# 11 pro 256 Go ou 11 pro Max 64 Go



## PPBoyington (9 Janvier 2020)

Bonjour j'ai actuellement un iPhone 5 depuis très longtemps et eu plusieurs 6 qui sont passés maintenant à mes enfants et je souhaite changer pour un 11 pro. Mais j’hésite entre deux modèles qui ont un tarif assez proche le 11 pro 256 Go et le 11 pro Max 64 Go. Lors de l'utilisation, cela devrait me décider sur celui qui me conviendrait le plus, mais tant qu'on ne l'a pas on ne l'utilise pas !


Ce que j'ai pu constater en magasin c'est que le 11 pro Max est "assez lourd". Il me paraissait très grand seul, mais en magasin, vu le nombre de grand téléphone il ne choque pas en visu.
J'ai peur du peu de mémoire (64 Go) car vu apparemment les bonnes qualités photo et vidéo, il risque d'être plein rapidement ? !
Au fait quelles sont les tailles de photo en définition max sur les 11 pro ?
Pas facile de le glisser complètement dans une poche de pantalon ou dans certain blouson ?! Quels sont vos retour d'expériences notamment les blousons motos ?

Concernant le 11 Pro, je trouve la taille parfaite au premier abord, mais j'ai peur de le trouver trop petit sur le long terme (la presbytie est déjà là !). Par contre sa capacité importante 256 Go me semble très bonne surtout sur le long terme.
Les qualités photo et vidéo sont exactement les mêmes que le 11 pro Max seul l'autonomie est "plus petite", mais 18 ou 20 heures annoncées c'est déjà beaucoup quand on a l'habitude des iPhone.
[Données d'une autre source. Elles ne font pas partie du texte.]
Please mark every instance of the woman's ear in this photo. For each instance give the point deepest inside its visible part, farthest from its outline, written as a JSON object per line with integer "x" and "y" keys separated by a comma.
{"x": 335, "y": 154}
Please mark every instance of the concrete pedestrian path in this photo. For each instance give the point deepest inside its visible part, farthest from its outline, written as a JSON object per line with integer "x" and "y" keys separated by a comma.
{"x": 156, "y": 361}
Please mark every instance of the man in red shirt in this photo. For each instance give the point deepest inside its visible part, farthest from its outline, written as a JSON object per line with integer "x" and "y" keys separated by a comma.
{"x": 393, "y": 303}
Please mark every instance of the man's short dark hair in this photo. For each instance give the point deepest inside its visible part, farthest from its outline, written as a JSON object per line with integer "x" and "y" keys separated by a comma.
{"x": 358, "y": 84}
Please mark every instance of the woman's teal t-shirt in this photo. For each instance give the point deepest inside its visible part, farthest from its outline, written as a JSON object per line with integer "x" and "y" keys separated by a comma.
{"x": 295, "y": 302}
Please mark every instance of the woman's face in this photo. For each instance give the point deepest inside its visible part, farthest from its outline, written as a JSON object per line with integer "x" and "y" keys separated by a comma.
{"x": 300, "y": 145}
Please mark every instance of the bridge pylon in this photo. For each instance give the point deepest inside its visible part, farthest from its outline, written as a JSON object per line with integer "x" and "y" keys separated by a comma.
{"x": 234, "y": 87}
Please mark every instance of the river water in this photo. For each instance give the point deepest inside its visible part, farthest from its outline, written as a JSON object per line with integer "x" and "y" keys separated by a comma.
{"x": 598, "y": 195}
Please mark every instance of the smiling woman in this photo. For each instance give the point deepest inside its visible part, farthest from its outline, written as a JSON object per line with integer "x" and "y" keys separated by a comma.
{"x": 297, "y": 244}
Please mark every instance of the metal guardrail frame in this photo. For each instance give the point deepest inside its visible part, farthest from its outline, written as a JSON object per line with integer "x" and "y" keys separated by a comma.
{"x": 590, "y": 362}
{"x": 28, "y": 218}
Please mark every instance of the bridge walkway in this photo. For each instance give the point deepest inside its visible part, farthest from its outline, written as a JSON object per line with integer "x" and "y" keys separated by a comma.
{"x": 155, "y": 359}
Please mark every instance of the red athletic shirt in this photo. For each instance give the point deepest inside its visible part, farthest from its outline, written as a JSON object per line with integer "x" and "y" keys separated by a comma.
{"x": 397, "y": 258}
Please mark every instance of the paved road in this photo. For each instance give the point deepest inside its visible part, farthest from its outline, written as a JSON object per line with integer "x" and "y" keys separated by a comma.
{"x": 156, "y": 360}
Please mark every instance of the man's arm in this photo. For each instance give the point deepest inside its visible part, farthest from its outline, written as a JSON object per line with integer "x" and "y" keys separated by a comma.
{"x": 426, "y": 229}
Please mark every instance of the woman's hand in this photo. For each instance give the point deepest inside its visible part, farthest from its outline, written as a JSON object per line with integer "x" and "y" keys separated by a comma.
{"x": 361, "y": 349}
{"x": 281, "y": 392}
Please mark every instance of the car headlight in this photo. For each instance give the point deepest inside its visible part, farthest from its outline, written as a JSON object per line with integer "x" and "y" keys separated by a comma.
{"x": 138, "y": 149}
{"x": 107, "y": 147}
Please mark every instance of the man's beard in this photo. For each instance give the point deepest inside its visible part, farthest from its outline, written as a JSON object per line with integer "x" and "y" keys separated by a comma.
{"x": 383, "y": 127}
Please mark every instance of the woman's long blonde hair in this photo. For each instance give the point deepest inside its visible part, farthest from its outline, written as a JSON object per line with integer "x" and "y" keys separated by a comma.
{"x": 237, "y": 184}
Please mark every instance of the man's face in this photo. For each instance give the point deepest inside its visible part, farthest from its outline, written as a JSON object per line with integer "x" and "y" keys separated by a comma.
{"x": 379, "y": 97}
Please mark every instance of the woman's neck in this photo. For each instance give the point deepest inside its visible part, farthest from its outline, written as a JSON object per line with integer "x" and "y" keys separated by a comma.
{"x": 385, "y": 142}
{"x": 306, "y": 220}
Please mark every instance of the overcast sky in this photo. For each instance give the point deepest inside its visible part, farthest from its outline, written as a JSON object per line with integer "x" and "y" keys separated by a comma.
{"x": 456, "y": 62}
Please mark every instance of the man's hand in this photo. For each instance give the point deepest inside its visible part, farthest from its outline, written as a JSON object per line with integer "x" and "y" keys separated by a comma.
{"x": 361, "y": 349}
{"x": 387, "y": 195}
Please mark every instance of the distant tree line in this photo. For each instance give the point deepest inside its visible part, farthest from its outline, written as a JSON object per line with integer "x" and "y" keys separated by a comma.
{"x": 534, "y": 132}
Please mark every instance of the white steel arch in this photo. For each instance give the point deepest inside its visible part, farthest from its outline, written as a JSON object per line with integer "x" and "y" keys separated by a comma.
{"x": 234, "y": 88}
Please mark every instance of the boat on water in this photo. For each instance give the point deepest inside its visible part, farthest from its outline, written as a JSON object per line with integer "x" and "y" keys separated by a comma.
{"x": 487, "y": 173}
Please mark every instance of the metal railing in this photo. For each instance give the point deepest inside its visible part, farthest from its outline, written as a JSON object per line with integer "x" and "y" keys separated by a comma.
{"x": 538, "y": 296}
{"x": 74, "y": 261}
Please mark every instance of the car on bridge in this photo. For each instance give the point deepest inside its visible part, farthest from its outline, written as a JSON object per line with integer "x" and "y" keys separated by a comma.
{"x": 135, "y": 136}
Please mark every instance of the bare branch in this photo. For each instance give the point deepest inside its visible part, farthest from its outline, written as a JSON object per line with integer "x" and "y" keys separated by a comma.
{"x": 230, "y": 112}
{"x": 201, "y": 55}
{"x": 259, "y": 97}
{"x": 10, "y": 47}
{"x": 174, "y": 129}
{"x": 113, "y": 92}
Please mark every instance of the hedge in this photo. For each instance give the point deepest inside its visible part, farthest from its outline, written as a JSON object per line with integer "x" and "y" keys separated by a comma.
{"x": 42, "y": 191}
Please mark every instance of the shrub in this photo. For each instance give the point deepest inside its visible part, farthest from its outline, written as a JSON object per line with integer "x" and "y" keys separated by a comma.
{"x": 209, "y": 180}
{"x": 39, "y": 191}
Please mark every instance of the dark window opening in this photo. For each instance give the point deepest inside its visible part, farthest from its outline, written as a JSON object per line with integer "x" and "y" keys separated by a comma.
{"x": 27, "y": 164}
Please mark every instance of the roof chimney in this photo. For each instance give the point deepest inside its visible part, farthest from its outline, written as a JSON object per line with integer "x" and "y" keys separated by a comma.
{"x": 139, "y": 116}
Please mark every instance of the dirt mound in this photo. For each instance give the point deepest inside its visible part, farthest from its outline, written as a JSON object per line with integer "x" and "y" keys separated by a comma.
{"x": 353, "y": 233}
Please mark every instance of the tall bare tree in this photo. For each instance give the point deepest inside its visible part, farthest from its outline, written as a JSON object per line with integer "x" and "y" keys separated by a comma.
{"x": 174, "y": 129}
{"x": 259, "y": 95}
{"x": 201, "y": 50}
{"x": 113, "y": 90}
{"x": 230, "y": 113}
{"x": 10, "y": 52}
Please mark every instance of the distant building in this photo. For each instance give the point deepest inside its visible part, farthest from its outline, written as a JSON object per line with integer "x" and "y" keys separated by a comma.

Merci de vos observations éventuelles ainsi que de vos arguments afin de mieux guider mon choix.


----------



## Jura39 (9 Janvier 2020)

Bonsoir

J'ai longtemps hésité , et sortant d'un iPhone X j'ai acheté le 11 Pro max et je ne regrette pas sa taille

Je le trouvais lourd au départ , mais apres un ou deux jours , je n'ai plus pensé a cela et maintenant je pense que j'ai l'iPhone dans ma poche


----------



## lostOzone (10 Janvier 2020)

Ca a été l'inverse pour moi. J'en avais marre du poids de mon XS Max. En ajouter c'était trop pour moi. Donc j'ai pris un 11 Pro. 
Le 11 Pro fait 188g le Max 226g 38g de différence. Le problème majeur pour moi c'était la largeur. Donc la prise en main. 
Maintenant j'utilise un Fold a 276g sans problème. Comme quoi le poids ne dit pas tout. Mais au début le poids de mon Xs Max ne me posait pas de problème. 
Le plus simple c'est de prendre le Max et de changer avec la rétractation si nécessaire. Ou l'inverse. 
Sinon la plupart des photos faites avec le 11 Pro sont assez petites entre 3 et 6 Mo. La plupart autour de 4 Mo. Par contre je ne me souviens pas de réglages mais elles sont en 12 MP. Ca doit être la magie du HEIC.
Pour la rétractation c'est site internet ou boutique qui a une politique d'échange. Comme un Apple Store.


----------



## Jura39 (10 Janvier 2020)

Pour ma part , revenir sur un iPhone plus petit serait très difficile , cet iPhone 11 Pro max est génial


----------



## Gwen (10 Janvier 2020)

Jamais un max, c'est bien trop grand dans la poche et inutilisable à une main.


----------



## Jura39 (10 Janvier 2020)

gwen a dit:


> Jamais un max, c'est bien trop grand dans la poche et inutilisable à une main.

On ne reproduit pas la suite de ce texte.